With many people embarking on an exercise program, there are other people in their lives - maybe it’s relatives, spouses, employers, best friends, or others - who for whatever reason go out of their way to find fault with people for making the decision to start exercising or eating healthy. In many cases, these “disablers” sabotage people’s efforts at the exact time when they need the most support from those close to them.
Usually, the ones doing the “disabling” are simply insecure about themselves. Maybe they are just comfortable eating poorly and not exercising, and they perceive it as a threat when someone close to them starts changing these habits, as it may have a spillover effect to them. Or, perhaps they’re deconditioned and just don’t want to be alone - so it’s easier to try to bring someone else down a peg than elevate themselves. Maybe it’s just that the world wouldn’t be safe with only one overweight superhero as opposed to two. Batman wouldn’t just leave Robin out to dry like that.
And that’s how we come back to my buddy, Mr. Ballsofsteel, and his great progress of late. Bobby came to the gym royally pissed off the other morning, and proceeded to tell me the story of how he had met up with some of his best (long-time) friends the previous night. While it had been good to see all of them, one of these friends - we’ll call him “Tommy the Tool” - went out of his way to remark (in front of the entire group) that Bobby had “gotten awfully big suspiciously quickly.” Effectively, he was implying that Bobby was using steroids (which is clearly not the case if you ask anyone who has seen him regularly throughout this time period). The accuser (or shall we say “disabler?”) practically tried to turn it into a group intervention.
You can imagine what an awkward position this created for Bobby. On one hand, if he had gotten defensive in light of all the hard work he’d put in to do things the right way, they’d have thought he had something about which he should be defensive. On the other hand, if he had just shrugged it off, they’d have thought that the accusation is true and that Bobby just wanted to change the subject. Awkward situation, indeed.
Awkward situation aside, there is a “not-so-coincidental coincidence” that emerged in my eyes as Bobby told me the story. Apparently, Tommy the Tool presented to this gathering about 15 pounds of “not-so-good weight” heavier himself because he’d been on the road for work, eating poorly and not exercising.
It’s funny how our disabler chose to call someone out and attempt to delegitimize someone else’s progress at the exact same time when he was feeling the worst about himself. Actually, it’s not really “funny.” It’s more “predictable” and “pathetic.” You try to take someone down a peg to make your unfit, unhealthy status quo feel more acceptable; it’s easier to take when everyone is miserable. Or, maybe it simply takes the attention off you, Tommy the Tool.
This happens in fitness, athletics, business, academics, and countless other components of our everyday lives. I always tell our athletes that the higher up you go, the more hot air you are going to encounter.

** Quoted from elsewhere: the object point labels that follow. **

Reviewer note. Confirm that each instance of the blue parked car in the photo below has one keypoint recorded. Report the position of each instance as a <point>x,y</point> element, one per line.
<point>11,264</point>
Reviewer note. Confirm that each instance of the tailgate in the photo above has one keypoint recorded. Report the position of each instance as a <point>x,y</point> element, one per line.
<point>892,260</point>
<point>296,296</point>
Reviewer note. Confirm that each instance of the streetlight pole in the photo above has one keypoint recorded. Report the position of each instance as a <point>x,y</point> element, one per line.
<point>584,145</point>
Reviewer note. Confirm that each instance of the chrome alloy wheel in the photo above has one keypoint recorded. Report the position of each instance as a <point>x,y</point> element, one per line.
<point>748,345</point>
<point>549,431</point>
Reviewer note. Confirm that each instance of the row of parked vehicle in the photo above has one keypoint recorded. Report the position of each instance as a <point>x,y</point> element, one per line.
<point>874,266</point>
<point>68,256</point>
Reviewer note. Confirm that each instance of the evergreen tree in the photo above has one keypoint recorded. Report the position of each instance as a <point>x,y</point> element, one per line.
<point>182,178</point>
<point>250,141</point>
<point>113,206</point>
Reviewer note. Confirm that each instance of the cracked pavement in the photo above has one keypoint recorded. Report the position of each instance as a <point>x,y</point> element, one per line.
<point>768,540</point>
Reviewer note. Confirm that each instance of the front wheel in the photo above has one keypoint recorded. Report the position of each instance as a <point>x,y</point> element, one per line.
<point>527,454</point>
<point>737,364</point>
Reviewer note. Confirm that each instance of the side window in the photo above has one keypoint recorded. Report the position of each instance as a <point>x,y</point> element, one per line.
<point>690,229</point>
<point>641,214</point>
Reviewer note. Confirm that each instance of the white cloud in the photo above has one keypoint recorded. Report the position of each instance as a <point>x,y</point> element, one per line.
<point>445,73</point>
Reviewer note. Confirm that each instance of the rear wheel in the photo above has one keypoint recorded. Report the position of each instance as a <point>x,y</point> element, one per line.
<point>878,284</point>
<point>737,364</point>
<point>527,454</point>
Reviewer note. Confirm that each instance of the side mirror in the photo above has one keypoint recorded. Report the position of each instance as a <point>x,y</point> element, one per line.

Get negative people out of your life and surround yourself with those who are not only supportive of your goals and your progress, but can actually help to set you up for more success.
In Switch: How to Change Things When Change is Hard , one message from authors Chip and Dan Heath is that you will almost never effect quick change a person, but you can always work to change the situation that governs how a person acts - and do so relatively transiently.
As an example, we’ve had numerous high school athletes who have completely changed their family’s nutrition for the better by applying the principles they’ve learned in nutrition consultations at Cressey Performance . It isn’t that their parents didn’t want to be healthy prior to that point; it was just that the situation in which they cooked and ate was different. Once a young athlete came home excited about nutrition armed with knowledge and recipes, though, their supportive parental instincts enabled him to adopt these new habits, and his enthusiasm and newfound education and resources enabled them to adopt new practices for the family. They were still the same people; they just happened to have new situations.
It’s why I think our semi-private training model at Cressey Performance works so well. Sure, it makes training more affordable, and the programming is obviously very individualized. However, I think that most important thing we’ve done is creates an unconditionally positive training environment where people can support each other - even if they may have different fitness/athletic goals. Success is both visible and encouraged.